Der Tarifvertrag regelt die Arbeits- und Entlohnungsbedingungen: Zum 1. April erhöhen sich die Brutto-grundentgelte um 3,1 Prozent. Ab 1. Oktober gilt zudem eine neue Entgelttabelle. Die Nachtschichtzulage erhöht sich auf 25 Prozent pro Stunde. Es wurde eine Einfahrtprämie für Untertage von 8 Euro vereinbart. Außerdem haben ab dem kommenden Jahr alle Beschäftigten einen Anspruch auf mindestens 27 Urlaubstage.
Voss will in die Fläche
gründau | Die Beschäftigten bei Voss Automotive in Gründau-Lieblos setzen auf die IGBCE: Mehr als zwei Drittel von ihnen sind Mitglied geworden, seit das Unternehmen Ende 2021 dem Arbeit-geberverband HessenChemie beigetreten ist. Insgesamt hat der Betrieb rund 250 Beschäftigte. Erst seit Kurzem gibt es einen Betriebsrat in dem Unternehmen, das vor der Übernahme durch die Voss-Gruppe ein Familienunternehmen war.
»Wir versuchen, für die Leute da zu sein«, sagt der Betriebsratsvorsitzende Martin Spinnler. »Wir wollen so schnell wie möglich eine Tarifbindung einführen.« In dem Betrieb werden Teile für die Autoindustrie hergestellt, zum Beispiel Ventiltechnologie für Elektrofahrzeuge. Der große Vorteil: Entwicklung, Werkzeugbau und Produktion sind in einer Hand: »Wir können ein Ventil entwickeln, alles dafür herstellen und das fertige Teil verkaufen.«
Ziel von IGBCE und Betriebsrat ist es, den Betrieb in den Flächentarifvertrag Kunststoff zu bringen.
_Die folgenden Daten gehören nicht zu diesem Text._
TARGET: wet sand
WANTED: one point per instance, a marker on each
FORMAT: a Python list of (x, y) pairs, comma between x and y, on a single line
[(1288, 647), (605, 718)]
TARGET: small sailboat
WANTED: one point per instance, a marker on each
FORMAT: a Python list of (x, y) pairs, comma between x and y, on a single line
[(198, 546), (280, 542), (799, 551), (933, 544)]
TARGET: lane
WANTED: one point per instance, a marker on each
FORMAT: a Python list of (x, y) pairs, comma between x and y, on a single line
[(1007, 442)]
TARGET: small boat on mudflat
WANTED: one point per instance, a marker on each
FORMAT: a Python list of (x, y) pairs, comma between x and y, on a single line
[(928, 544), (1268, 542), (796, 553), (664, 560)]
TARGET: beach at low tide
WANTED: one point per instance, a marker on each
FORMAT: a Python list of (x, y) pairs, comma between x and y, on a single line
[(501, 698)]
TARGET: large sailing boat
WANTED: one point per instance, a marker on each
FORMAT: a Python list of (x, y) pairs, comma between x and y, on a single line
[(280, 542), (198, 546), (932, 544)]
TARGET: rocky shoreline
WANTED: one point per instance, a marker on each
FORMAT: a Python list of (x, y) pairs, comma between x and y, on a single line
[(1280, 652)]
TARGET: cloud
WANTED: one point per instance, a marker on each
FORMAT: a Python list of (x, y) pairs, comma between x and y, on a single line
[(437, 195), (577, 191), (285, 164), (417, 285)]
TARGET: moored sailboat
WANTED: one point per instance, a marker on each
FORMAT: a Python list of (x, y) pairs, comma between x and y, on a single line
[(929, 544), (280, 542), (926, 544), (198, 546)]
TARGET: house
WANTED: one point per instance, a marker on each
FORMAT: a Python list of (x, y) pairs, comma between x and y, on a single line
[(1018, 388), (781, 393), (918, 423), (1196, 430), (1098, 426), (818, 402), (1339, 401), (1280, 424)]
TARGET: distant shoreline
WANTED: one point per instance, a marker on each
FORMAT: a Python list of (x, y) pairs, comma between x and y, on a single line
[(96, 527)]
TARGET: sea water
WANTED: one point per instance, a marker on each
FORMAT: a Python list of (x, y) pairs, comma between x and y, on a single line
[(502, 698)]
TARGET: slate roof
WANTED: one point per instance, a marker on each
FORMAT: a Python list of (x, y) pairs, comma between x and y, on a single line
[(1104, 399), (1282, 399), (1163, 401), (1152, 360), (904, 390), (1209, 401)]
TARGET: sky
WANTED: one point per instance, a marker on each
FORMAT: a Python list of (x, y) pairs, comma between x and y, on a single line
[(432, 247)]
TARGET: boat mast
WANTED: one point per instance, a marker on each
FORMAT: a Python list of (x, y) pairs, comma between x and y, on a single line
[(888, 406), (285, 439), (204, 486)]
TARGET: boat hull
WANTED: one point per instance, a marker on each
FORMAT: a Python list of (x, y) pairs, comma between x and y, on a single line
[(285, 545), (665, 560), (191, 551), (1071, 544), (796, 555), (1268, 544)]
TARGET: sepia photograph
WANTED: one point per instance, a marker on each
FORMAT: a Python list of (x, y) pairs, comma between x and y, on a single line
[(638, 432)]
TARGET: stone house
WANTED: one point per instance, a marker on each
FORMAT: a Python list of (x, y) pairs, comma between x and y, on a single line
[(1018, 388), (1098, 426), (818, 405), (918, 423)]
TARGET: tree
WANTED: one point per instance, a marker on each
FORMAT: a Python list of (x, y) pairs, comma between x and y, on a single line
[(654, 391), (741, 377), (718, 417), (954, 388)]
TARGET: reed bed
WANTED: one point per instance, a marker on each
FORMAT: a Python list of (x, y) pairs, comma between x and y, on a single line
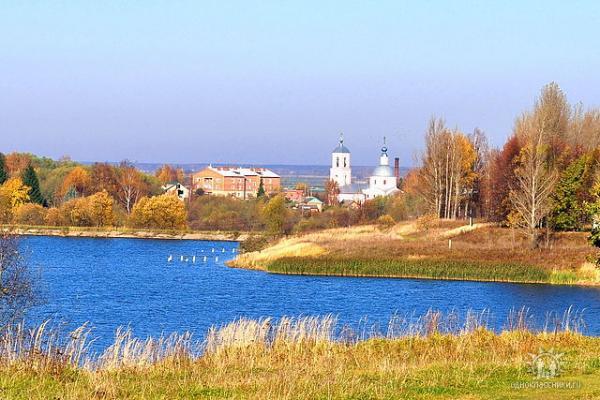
[(435, 355), (411, 268)]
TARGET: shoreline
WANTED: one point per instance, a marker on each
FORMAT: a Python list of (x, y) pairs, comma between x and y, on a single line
[(553, 277), (75, 232)]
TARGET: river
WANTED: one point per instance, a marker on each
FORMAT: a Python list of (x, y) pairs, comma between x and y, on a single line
[(114, 282)]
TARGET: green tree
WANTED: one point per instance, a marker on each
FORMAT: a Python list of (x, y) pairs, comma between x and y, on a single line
[(261, 189), (3, 171), (274, 215), (30, 179), (571, 194)]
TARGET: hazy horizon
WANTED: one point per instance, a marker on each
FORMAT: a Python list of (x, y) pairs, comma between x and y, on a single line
[(276, 83)]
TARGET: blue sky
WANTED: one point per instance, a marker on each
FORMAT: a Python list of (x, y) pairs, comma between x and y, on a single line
[(275, 82)]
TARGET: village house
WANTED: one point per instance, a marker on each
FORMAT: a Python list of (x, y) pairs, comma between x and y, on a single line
[(311, 204), (176, 189), (294, 195), (237, 182)]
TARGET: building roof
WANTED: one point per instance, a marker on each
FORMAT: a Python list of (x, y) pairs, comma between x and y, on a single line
[(341, 148), (237, 172), (350, 189), (313, 200), (385, 171)]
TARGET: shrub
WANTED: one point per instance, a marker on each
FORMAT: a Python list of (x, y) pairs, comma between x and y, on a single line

Eine erste tarifliche Vereinbarung wurde am 17. März abgeschlossen. »Wir haben eine Tarifkommission gewählt und eine Technische Kommission gebildet«, sagt Betriebsbetreuer Alexander Wiesbach. »Die Technische Kommission kümmert sich um die Eingruppierung. Die Tarifkommission soll einen Überleitungstarifvertrag verhandeln.«
Guter Abschluss — und im Herbst geht es weiter
wiesbaden | Sabine Süpke und Alexandra Friedrich zur Chemie-Tarifrunde
KOMPAKT: Ihr habt beide in der Achter-Kommission direkt mit den Arbeitgebern verhandelt. Wie muss man sich das vorstellen?
Alexandra Friedrich: Man sitzt sich da direkt gegenüber. Auf der einen Seite die acht IGBCE-Vertreter*innen, auf der anderen Seite die der Arbeitgeber. Dann diskutiert man über Themen und über Positionen. Am Montagmorgen war klar: Uns muss es hier und heute gelingen, ein Ergebnis hinzubekommen.
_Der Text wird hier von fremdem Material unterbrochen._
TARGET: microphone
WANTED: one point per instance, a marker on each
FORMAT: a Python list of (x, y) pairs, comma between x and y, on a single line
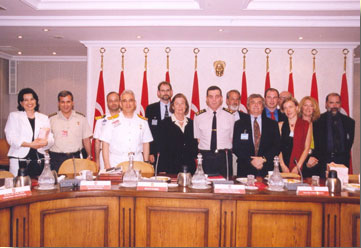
[(299, 170), (156, 166)]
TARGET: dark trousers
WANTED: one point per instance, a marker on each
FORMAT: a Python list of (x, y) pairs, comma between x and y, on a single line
[(56, 159), (216, 163)]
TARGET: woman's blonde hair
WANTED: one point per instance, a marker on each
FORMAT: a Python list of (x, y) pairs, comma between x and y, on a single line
[(316, 109)]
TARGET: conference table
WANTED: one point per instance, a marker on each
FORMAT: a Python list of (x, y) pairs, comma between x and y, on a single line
[(179, 217)]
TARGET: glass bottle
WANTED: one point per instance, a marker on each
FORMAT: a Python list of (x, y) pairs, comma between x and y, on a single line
[(130, 177), (46, 180), (199, 179), (275, 182)]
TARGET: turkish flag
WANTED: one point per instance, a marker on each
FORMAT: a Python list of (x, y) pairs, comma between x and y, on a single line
[(314, 89), (144, 100), (290, 84), (345, 107), (268, 82), (122, 83), (243, 106), (167, 78), (195, 96), (99, 106)]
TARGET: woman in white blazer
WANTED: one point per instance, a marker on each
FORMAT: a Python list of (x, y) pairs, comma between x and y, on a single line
[(28, 134)]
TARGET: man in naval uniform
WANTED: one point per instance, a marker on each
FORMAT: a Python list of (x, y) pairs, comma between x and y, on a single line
[(213, 127), (126, 133), (71, 132), (113, 103)]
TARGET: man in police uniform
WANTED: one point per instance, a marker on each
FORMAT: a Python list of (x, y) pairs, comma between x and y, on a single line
[(156, 112), (113, 103), (126, 133), (213, 127), (71, 132)]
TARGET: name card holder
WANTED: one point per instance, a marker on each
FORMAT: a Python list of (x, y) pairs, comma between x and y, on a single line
[(152, 186), (91, 185), (15, 192), (229, 188), (310, 190)]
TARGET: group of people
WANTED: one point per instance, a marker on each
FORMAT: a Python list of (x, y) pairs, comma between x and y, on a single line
[(275, 125)]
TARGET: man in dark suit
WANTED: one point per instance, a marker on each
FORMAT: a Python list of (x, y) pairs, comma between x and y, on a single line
[(156, 112), (256, 140), (271, 111), (333, 135)]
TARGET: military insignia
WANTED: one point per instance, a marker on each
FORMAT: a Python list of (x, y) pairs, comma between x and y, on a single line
[(53, 114), (79, 113), (142, 117), (99, 117), (201, 112), (228, 110), (113, 117)]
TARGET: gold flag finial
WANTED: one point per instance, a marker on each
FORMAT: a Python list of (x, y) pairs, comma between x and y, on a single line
[(168, 50), (244, 51), (102, 51), (345, 52), (290, 52), (196, 51), (314, 52), (146, 51), (267, 51), (123, 50)]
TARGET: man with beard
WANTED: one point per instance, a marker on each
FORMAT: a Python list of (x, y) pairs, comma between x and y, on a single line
[(156, 112), (333, 135), (113, 103), (126, 133)]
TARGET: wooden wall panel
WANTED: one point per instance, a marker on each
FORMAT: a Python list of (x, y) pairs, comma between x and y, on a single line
[(5, 227), (20, 225), (282, 224), (350, 225), (75, 222), (177, 223), (332, 225), (126, 223)]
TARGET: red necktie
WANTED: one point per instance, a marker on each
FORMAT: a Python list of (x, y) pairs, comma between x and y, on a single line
[(273, 116)]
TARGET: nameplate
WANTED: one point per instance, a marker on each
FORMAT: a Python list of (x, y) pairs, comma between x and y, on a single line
[(229, 188), (152, 186), (310, 190), (89, 185), (15, 192)]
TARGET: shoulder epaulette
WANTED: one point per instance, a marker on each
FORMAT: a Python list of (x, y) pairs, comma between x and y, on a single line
[(79, 113), (99, 117), (53, 114), (201, 112), (142, 117), (228, 110), (113, 117)]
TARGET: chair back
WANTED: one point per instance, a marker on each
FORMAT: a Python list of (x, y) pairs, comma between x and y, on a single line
[(146, 169), (5, 174), (4, 149), (67, 167)]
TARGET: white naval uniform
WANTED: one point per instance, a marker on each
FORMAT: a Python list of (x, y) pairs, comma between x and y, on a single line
[(99, 125), (126, 135)]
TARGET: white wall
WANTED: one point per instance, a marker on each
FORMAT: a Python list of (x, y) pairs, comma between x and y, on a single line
[(329, 68)]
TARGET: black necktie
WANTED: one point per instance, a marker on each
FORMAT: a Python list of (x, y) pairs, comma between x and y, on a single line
[(166, 111), (214, 133)]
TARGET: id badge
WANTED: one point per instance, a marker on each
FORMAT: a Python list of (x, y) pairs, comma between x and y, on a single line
[(244, 136), (154, 122)]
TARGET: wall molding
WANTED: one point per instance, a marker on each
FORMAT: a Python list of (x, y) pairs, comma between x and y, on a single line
[(182, 21), (221, 44)]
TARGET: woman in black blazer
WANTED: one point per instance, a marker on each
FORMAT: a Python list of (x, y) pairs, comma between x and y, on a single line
[(177, 146)]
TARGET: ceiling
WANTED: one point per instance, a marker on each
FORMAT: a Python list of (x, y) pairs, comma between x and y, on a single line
[(70, 23)]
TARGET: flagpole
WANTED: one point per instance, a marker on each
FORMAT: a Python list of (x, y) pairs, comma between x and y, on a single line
[(167, 78)]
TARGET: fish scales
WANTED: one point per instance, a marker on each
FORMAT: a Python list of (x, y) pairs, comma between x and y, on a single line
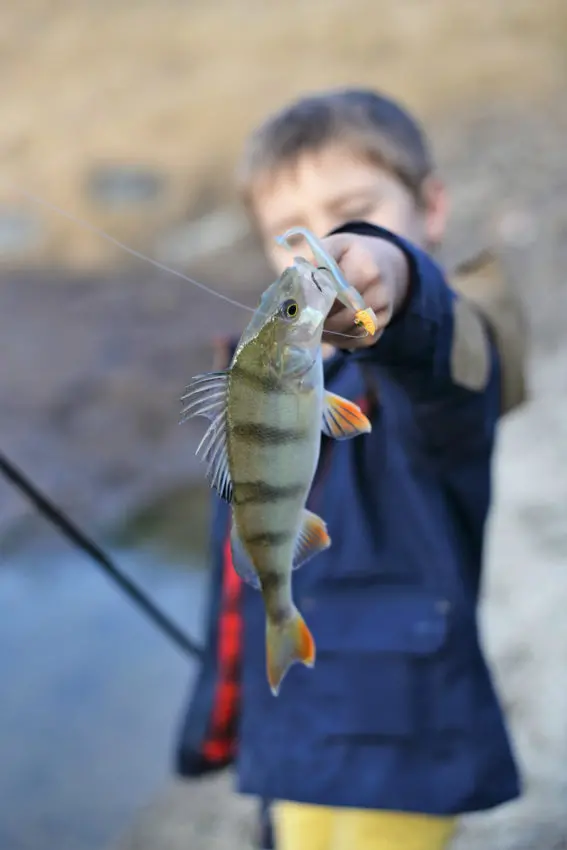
[(267, 412), (273, 442)]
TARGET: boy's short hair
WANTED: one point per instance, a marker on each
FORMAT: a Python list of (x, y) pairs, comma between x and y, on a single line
[(370, 124)]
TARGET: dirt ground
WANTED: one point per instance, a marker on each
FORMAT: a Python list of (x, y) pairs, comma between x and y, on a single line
[(174, 87)]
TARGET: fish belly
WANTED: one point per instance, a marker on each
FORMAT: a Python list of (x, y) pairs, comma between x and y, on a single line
[(274, 441)]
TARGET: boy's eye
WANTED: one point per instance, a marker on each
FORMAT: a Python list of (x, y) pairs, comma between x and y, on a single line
[(289, 309)]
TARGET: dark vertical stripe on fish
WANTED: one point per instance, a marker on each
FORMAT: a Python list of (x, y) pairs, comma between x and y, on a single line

Sabine Süpke: Die Atmosphäre war sachlich-emotional. Wir mussten uns einander annähern. Während der Verhandlung haben wir dann gemerkt, wo die Schmerzgrenzen sind. Es ist erstaunlich, wie lange wir diskutiert haben, bevor uns die Arbeitgeber ein konkretes Angebot gemacht haben: um Mitternacht. Und das war inakzeptabel. Morgens um halb fünf waren wir dann nur noch ein kleines Stück auseinander.
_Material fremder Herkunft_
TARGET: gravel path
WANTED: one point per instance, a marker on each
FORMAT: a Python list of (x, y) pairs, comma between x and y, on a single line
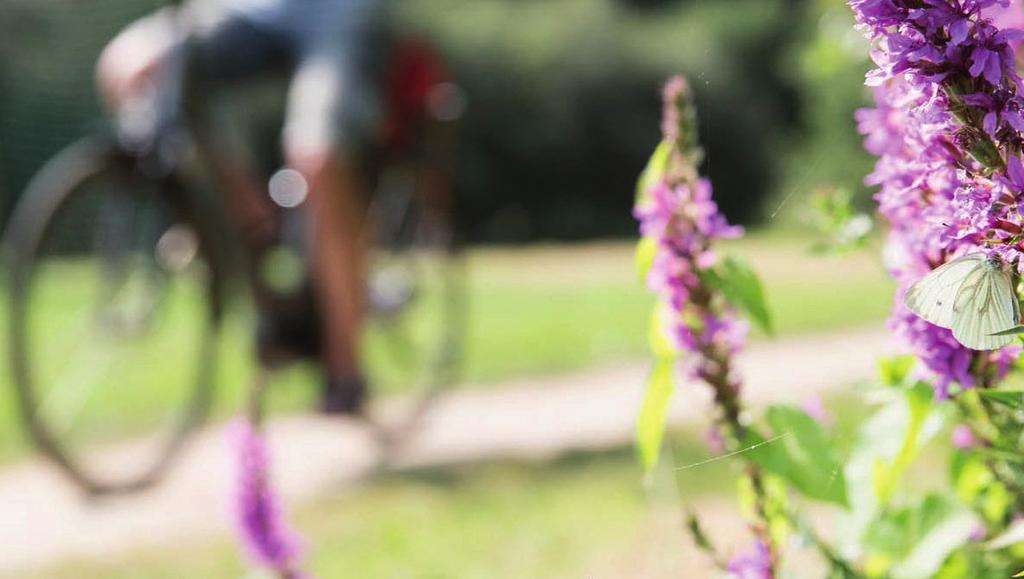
[(44, 520)]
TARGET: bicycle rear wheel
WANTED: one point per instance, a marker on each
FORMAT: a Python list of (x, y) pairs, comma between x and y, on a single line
[(413, 338), (114, 319)]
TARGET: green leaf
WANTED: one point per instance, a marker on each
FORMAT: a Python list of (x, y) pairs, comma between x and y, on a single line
[(650, 423), (1013, 399), (654, 170), (803, 455), (644, 257), (920, 402), (894, 370), (741, 287), (659, 342), (920, 538), (1010, 332)]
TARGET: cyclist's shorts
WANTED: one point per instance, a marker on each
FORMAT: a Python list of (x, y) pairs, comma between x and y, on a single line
[(333, 49)]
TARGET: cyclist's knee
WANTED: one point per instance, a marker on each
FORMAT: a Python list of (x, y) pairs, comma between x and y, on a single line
[(322, 165)]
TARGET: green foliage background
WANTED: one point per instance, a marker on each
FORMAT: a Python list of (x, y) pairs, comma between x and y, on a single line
[(563, 95)]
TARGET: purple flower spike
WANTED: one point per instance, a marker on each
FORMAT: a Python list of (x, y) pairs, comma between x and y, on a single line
[(945, 189), (963, 438), (258, 514), (753, 565)]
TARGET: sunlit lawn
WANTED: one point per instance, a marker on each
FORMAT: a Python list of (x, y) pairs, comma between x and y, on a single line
[(537, 311), (584, 514), (497, 521)]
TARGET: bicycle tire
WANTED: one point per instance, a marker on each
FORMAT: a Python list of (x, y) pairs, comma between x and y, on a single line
[(402, 414), (49, 191)]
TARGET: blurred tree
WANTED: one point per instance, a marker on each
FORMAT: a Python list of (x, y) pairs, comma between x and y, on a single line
[(563, 99)]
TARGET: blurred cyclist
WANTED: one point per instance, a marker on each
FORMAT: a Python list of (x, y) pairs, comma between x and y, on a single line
[(330, 49)]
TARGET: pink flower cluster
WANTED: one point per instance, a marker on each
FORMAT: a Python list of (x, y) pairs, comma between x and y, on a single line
[(679, 213), (947, 132), (261, 527)]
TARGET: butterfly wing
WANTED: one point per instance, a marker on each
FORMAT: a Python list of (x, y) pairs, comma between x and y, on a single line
[(985, 304), (933, 296)]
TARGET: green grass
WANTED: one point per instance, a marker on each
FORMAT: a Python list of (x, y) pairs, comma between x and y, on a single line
[(493, 521), (583, 514), (531, 312)]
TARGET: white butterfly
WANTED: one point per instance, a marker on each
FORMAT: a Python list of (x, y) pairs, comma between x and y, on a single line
[(973, 295)]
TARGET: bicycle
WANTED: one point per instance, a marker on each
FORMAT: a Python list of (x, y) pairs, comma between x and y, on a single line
[(127, 222)]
Alexandra Friedrich: Werden die Arbeitgeber müde, sind wir die Stärkeren.
Nach zwei Stunden Schlaf habt ihr am nächsten Morgen abgeschlossen. Wie bewertet ihr den Abschluss?
Sabine Süpke: Nach den regionalen Verhandlungen war uns klar, dass wir wegen der außergewöhnlichen Situation einen Brückenvertrag machen wollten. Die Unternehmen befürchten Schwierigkeiten wegen des Kriegs in der Ukraine. Zurzeit allerdings ist die Auftragslage in der Branche gut. Und unsere Kolleg*innen, die die Betriebe am Laufen halten, sind in einer schwierigen Situation. Inflationsraten, wie wir sie jetzt haben, gab es schon lange nicht mehr. Deshalb war es so wichtig, jetzt einen Ausgleich dafür hinzukriegen – und das haben wir geschafft.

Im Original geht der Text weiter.